First, let's look at the differences between consecutive terms. We calculate the 1st difference by subtracting each term from the next one:
3 - 1 = 2
7 - 3 = 4
13 - 7 = 6
21 - 13 = 8
Next, we calculate the 2nd difference by subtracting each term of the 1st difference from the next one:
4 - 2 = 2
6 - 4 = 2
8 - 6 = 2
Since the 2nd difference is constant (2), we know that the quadratic sequence is of the form an^2, where "a" is a constant.
To find the specific values of "a", we can substitute the first five terms of the quadratic sequence (1, 3, 7, 13, 21) into the formula an^2:
a(1)^2 = 1
a(2)^2 = 3
a(3)^2 = 7
a(4)^2 = 13
a(5)^2 = 21
Solving these equations will give us the value of "a" and help us find the adjustment for the sequence.
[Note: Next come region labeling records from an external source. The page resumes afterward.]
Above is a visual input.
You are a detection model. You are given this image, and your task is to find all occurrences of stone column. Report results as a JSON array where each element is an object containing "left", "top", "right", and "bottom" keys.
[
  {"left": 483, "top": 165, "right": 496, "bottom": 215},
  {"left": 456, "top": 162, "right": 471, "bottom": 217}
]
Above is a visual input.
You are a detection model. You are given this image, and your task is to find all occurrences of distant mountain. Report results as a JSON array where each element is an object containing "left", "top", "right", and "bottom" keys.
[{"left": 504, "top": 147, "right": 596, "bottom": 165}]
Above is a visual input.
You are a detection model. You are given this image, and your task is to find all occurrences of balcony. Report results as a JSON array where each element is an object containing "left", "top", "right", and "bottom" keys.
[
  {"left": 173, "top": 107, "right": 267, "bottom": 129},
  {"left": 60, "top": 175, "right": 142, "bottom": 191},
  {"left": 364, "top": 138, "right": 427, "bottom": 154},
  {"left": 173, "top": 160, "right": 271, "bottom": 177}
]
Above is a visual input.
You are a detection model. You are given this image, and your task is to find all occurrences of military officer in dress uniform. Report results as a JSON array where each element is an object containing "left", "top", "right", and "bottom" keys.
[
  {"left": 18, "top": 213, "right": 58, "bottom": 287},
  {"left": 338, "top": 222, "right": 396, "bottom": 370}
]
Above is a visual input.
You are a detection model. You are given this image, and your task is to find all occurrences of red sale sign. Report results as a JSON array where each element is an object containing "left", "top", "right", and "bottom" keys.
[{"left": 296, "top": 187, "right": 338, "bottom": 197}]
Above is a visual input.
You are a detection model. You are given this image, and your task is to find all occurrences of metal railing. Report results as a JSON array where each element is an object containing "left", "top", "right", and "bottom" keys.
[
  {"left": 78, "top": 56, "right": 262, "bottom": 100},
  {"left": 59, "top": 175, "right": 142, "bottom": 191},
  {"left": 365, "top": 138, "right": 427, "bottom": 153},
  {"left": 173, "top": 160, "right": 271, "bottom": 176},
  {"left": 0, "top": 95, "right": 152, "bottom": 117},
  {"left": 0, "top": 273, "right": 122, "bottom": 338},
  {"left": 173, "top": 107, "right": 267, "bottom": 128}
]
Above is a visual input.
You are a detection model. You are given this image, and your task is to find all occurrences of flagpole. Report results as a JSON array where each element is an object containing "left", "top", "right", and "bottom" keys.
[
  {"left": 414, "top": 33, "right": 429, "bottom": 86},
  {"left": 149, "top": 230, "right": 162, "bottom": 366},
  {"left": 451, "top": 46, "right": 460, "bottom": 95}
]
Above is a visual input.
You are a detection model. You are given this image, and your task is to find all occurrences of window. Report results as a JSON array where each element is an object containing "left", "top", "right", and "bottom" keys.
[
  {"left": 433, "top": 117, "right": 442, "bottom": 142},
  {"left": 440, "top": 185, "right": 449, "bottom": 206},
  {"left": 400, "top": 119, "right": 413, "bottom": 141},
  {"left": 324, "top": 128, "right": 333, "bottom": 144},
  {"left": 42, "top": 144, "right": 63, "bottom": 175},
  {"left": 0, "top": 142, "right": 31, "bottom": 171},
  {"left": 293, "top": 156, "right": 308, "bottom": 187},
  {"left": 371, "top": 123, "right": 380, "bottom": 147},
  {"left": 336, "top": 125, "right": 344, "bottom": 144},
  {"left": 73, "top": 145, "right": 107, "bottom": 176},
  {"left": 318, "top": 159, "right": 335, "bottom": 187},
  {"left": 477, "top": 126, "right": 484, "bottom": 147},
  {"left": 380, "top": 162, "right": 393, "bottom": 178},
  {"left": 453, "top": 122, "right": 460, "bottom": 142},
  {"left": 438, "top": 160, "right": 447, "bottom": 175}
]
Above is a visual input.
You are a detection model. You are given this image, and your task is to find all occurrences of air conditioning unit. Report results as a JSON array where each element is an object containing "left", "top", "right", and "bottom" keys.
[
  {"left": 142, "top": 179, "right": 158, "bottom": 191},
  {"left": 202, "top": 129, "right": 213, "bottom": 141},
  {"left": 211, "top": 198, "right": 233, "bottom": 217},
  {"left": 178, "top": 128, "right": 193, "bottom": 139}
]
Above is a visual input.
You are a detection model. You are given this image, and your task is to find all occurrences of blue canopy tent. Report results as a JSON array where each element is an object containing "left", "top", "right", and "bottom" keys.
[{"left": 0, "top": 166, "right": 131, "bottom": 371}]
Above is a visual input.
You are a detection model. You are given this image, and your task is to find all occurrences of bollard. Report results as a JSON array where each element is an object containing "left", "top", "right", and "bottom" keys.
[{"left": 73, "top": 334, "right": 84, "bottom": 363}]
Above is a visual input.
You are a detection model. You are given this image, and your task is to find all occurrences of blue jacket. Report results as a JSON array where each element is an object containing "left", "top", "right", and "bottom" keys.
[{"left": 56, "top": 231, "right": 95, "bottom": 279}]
Let's solve them one by one:
1 x a = 1
4 x a = 3
9 x a = 7
16 x a = 13
25 x a = 21
Now, divide each equation by the coefficient of "a" to solve for "a":
1 / 1 = a
3 / 4 = a
7 / 9 = a
13 / 16 = a
21 / 25 = a
Simplifying each division, we find:
a = 1
a = 0.75
a = 0.777...
a = 0.8125
a = 0.84
Based on these values of "a," we can conclude that the adjustment for the quadratic sequence is approximately 1, 0.75, 0.777..., 0.8125, and 0.84.
Please note that the values of "a" are approximations since the sequence does not follow a perfect quadratic pattern.